At a core gameplay level, games don’t get much more basic than The Walking Dead. It is, essentially, a dressed up point-and-click game. The sort of games that went out of fashion in the mid-’90s. You put your mouse over something, you click, you interact with it. There are some action sequences, but they are few and far between and are don’t really offer much in the way of a challenge.

But none of that matters. Because The Walking Dead game isn’t about action. It’s about story. It’s about relationships between characters. It’s about drama. And it’s freaking amazing.

Earlier, I wrote about the moment in Mass Effect when I had to choose to save just one of two lives I cared about. Five years later, that’s still one of the most poignant moments in that game. The Walking Dead achieved that intensity twice in its first episode alone. And over the next four episodes the choices became harder and more intense. I honestly had tears in my eyes as I made my final decisions playing that game.

Could The Walking Dead be a better game? Yes. Could the gameplay be better? Yes. Hell, yes. But the thing is, it doesn’t need to be. The Walking Dead does that thing that any work of art strives for — it makes us feel. There’s still room for improvement in the story. There’s still room to innovate, to do a better job. But Telltale Games told a better, more meaningful story than BioWare has managed in years.

BioWare has rested on its laurels.

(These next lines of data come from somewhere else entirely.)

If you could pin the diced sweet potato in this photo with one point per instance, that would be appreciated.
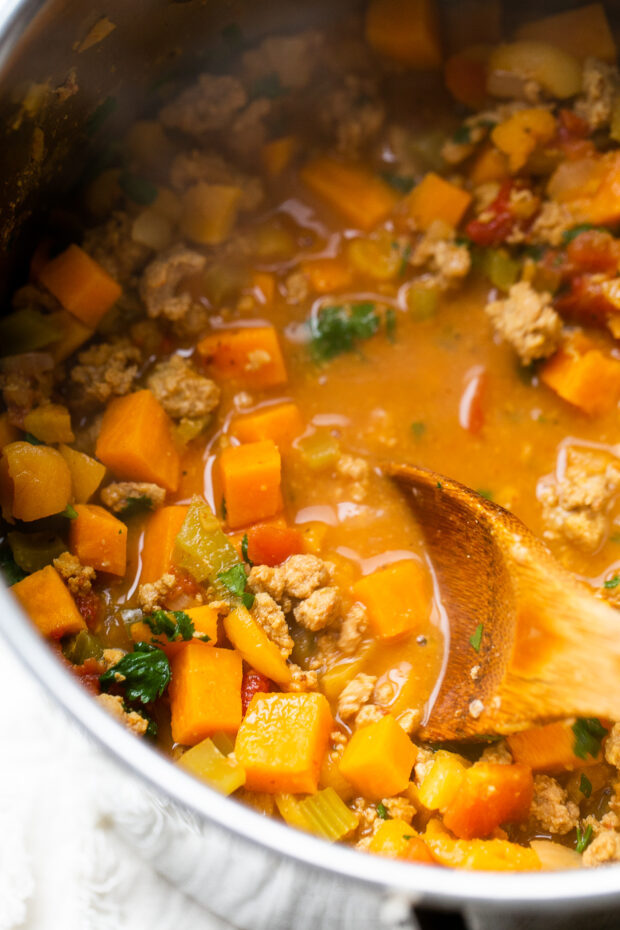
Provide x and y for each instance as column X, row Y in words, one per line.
column 99, row 539
column 46, row 599
column 378, row 759
column 397, row 599
column 250, row 477
column 81, row 285
column 205, row 692
column 282, row 741
column 135, row 441
column 489, row 795
column 251, row 355
column 160, row 533
column 35, row 481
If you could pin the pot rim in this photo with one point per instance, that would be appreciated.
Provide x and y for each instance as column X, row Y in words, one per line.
column 437, row 886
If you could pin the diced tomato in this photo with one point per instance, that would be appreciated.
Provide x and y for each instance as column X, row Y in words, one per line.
column 269, row 544
column 254, row 683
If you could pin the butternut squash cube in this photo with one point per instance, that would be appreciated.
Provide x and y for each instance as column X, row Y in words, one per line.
column 99, row 539
column 378, row 759
column 205, row 692
column 46, row 599
column 282, row 741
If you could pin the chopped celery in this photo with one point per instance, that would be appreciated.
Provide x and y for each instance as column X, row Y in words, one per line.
column 27, row 330
column 202, row 549
column 33, row 551
column 319, row 451
column 206, row 762
column 327, row 815
column 82, row 646
column 422, row 301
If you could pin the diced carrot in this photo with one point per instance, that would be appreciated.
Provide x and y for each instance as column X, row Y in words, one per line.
column 251, row 355
column 549, row 748
column 46, row 599
column 327, row 274
column 86, row 473
column 99, row 539
column 277, row 155
column 489, row 795
column 405, row 31
column 135, row 441
column 356, row 193
column 397, row 598
column 35, row 481
column 378, row 759
column 81, row 285
column 489, row 165
column 204, row 619
column 269, row 544
column 398, row 840
column 282, row 741
column 281, row 423
column 590, row 381
column 250, row 476
column 434, row 198
column 160, row 533
column 205, row 692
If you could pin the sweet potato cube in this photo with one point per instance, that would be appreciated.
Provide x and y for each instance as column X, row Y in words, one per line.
column 590, row 381
column 35, row 481
column 489, row 795
column 81, row 285
column 46, row 599
column 205, row 692
column 397, row 598
column 282, row 741
column 135, row 441
column 281, row 423
column 357, row 194
column 378, row 759
column 251, row 355
column 251, row 482
column 160, row 534
column 99, row 539
column 437, row 199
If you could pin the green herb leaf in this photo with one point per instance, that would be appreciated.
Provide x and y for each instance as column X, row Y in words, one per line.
column 145, row 674
column 476, row 638
column 589, row 733
column 138, row 189
column 584, row 838
column 174, row 624
column 585, row 786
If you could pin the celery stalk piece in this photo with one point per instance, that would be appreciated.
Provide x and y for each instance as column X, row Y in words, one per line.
column 205, row 761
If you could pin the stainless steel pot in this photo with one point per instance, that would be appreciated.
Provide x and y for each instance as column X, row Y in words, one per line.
column 54, row 99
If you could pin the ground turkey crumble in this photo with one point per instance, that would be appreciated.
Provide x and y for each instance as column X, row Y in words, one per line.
column 527, row 321
column 181, row 391
column 575, row 503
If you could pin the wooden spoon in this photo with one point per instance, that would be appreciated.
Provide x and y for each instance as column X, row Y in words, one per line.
column 548, row 648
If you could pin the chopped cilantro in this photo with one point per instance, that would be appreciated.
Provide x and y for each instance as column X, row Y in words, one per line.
column 476, row 638
column 235, row 580
column 174, row 624
column 336, row 329
column 143, row 674
column 137, row 188
column 584, row 838
column 244, row 551
column 382, row 811
column 589, row 733
column 585, row 786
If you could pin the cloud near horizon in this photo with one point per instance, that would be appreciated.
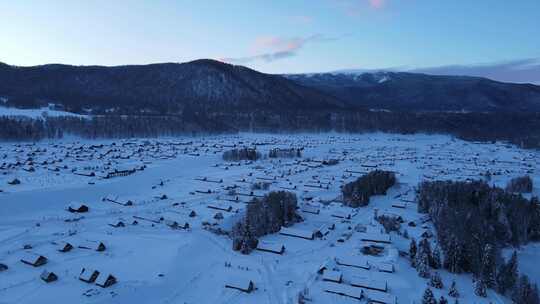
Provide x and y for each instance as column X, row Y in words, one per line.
column 271, row 48
column 517, row 71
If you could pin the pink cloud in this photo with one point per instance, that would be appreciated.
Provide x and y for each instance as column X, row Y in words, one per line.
column 271, row 48
column 377, row 4
column 277, row 44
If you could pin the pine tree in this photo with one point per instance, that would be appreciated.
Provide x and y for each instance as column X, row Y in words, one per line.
column 453, row 292
column 436, row 258
column 524, row 292
column 443, row 300
column 428, row 297
column 436, row 281
column 453, row 256
column 507, row 278
column 425, row 248
column 422, row 266
column 488, row 266
column 479, row 287
column 412, row 252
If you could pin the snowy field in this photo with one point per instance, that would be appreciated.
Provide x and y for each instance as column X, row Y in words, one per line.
column 35, row 113
column 170, row 180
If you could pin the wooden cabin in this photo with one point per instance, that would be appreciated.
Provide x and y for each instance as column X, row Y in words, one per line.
column 48, row 276
column 343, row 290
column 93, row 245
column 33, row 259
column 88, row 275
column 78, row 208
column 332, row 276
column 244, row 285
column 65, row 247
column 310, row 209
column 105, row 281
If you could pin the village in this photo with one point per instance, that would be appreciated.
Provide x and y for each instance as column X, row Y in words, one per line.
column 149, row 220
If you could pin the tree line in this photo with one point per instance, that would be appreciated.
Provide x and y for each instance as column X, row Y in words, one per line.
column 264, row 216
column 474, row 221
column 522, row 129
column 357, row 193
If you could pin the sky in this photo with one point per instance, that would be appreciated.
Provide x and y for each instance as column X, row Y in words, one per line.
column 494, row 38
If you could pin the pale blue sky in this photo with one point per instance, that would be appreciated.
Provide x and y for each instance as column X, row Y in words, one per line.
column 280, row 36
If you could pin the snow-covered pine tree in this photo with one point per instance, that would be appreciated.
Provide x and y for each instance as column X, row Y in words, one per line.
column 479, row 287
column 488, row 275
column 436, row 258
column 412, row 252
column 428, row 297
column 436, row 281
column 507, row 276
column 422, row 266
column 425, row 247
column 453, row 256
column 453, row 292
column 443, row 300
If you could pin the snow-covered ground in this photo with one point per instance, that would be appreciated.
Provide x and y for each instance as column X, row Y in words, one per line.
column 156, row 264
column 35, row 113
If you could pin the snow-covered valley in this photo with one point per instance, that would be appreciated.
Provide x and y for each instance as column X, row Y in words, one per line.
column 156, row 258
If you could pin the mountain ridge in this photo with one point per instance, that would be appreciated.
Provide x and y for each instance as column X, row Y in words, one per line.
column 210, row 85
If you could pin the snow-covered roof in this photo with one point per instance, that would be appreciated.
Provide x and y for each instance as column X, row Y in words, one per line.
column 305, row 234
column 239, row 283
column 310, row 209
column 332, row 276
column 344, row 290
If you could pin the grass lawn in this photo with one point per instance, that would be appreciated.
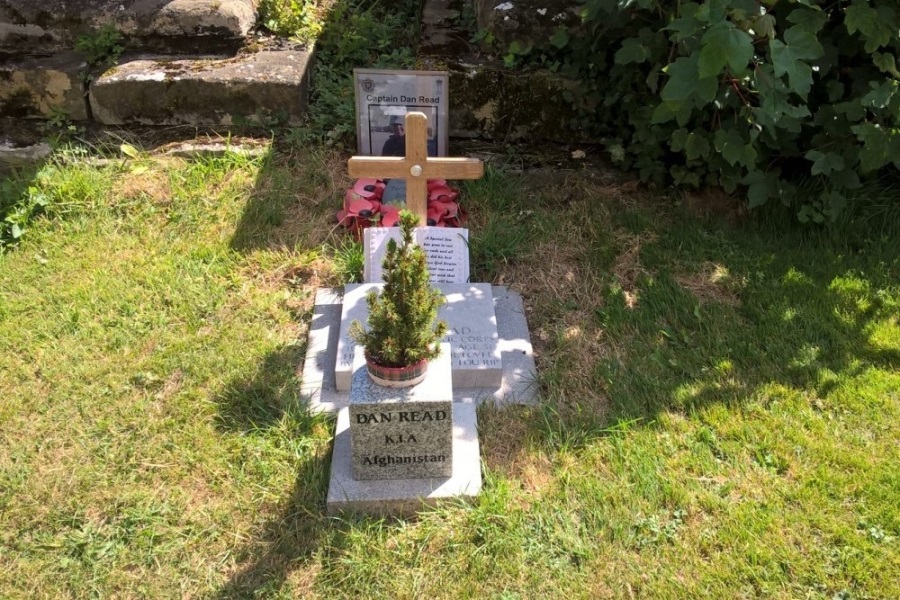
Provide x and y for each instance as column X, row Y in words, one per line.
column 719, row 417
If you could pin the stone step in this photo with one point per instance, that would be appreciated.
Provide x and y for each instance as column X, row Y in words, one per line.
column 256, row 87
column 162, row 26
column 43, row 87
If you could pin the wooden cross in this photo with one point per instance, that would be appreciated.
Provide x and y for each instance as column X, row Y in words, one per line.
column 416, row 167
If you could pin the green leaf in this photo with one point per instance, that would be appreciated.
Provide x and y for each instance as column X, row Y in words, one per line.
column 758, row 188
column 875, row 146
column 886, row 63
column 788, row 58
column 678, row 140
column 764, row 26
column 632, row 51
column 733, row 149
column 725, row 44
column 875, row 24
column 696, row 147
column 685, row 83
column 860, row 17
column 560, row 38
column 881, row 94
column 130, row 151
column 663, row 113
column 808, row 19
column 825, row 162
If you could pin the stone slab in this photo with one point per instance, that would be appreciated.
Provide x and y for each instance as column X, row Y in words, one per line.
column 30, row 26
column 519, row 377
column 446, row 251
column 469, row 312
column 402, row 433
column 255, row 87
column 40, row 87
column 405, row 497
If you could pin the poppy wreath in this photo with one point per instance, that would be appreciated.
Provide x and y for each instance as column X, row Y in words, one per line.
column 363, row 207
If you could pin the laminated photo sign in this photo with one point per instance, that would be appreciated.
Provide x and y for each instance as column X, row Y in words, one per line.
column 382, row 100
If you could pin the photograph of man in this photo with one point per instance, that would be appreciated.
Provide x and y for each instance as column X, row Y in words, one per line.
column 396, row 144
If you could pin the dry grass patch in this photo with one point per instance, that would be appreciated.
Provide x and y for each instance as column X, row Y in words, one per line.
column 627, row 267
column 147, row 183
column 709, row 284
column 507, row 448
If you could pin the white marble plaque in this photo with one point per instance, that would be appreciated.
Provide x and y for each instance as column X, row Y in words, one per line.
column 446, row 250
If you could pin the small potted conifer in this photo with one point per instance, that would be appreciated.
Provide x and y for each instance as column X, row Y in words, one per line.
column 403, row 332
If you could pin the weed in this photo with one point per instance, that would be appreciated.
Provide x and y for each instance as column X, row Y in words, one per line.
column 348, row 260
column 101, row 48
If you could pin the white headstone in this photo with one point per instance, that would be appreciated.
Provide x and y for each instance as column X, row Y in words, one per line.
column 446, row 250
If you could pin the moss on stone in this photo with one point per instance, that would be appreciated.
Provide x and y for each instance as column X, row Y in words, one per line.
column 489, row 101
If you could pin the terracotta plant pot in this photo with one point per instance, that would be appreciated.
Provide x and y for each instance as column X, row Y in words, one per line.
column 407, row 376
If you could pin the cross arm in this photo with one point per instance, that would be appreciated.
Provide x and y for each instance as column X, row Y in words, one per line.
column 378, row 167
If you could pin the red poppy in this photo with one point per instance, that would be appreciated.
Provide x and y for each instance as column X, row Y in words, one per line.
column 363, row 207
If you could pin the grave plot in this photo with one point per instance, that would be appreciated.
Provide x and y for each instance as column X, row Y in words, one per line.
column 397, row 450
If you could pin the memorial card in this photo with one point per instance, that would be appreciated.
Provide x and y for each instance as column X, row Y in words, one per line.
column 446, row 250
column 382, row 100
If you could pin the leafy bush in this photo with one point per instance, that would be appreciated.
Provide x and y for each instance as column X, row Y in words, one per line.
column 19, row 204
column 764, row 96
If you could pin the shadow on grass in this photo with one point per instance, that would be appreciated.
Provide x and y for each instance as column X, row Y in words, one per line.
column 259, row 401
column 300, row 526
column 292, row 204
column 289, row 540
column 800, row 309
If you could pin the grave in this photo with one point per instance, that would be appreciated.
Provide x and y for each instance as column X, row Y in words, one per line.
column 397, row 450
column 469, row 312
column 403, row 433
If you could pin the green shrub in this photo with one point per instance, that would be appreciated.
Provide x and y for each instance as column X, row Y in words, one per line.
column 757, row 97
column 403, row 325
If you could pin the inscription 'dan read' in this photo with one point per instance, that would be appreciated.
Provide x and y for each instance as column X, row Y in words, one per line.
column 403, row 416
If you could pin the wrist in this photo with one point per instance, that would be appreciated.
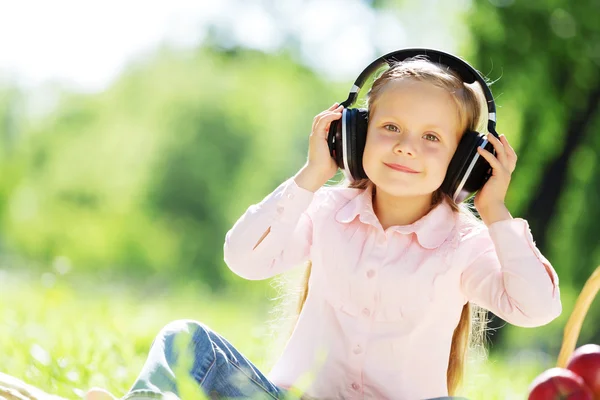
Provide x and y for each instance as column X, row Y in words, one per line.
column 494, row 213
column 309, row 179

It’s made hella money, but I feel the moment may be over for it. Someone else is on the block and they’ve drunk BioWare’s milkshake. They’ve taken the reputation for best storyteller in the business.

A second Walking Dead game is now in the works. The creative leads for Mass Effect 4 are online tweeting for suggestions from the fans. I don’t know what the future holds for either game. Maybe both will fall into the trap of repetition and stagnation. Maybe they will wait for someone else to come along and steal the storytelling crown. I hope not. I honestly believe that videogames could eventually sit at the forefront of storytelling. Their ability to involve the audience directly in a story, its action, its consequences — that’s a staggering advantage, and some people are on the cusp of truly owning it. I want BioWare and Telltale Games to be at that bleeding edge when it comes. I’m a fan. I want them to succeed.

I just hope they remember what their games are really all about.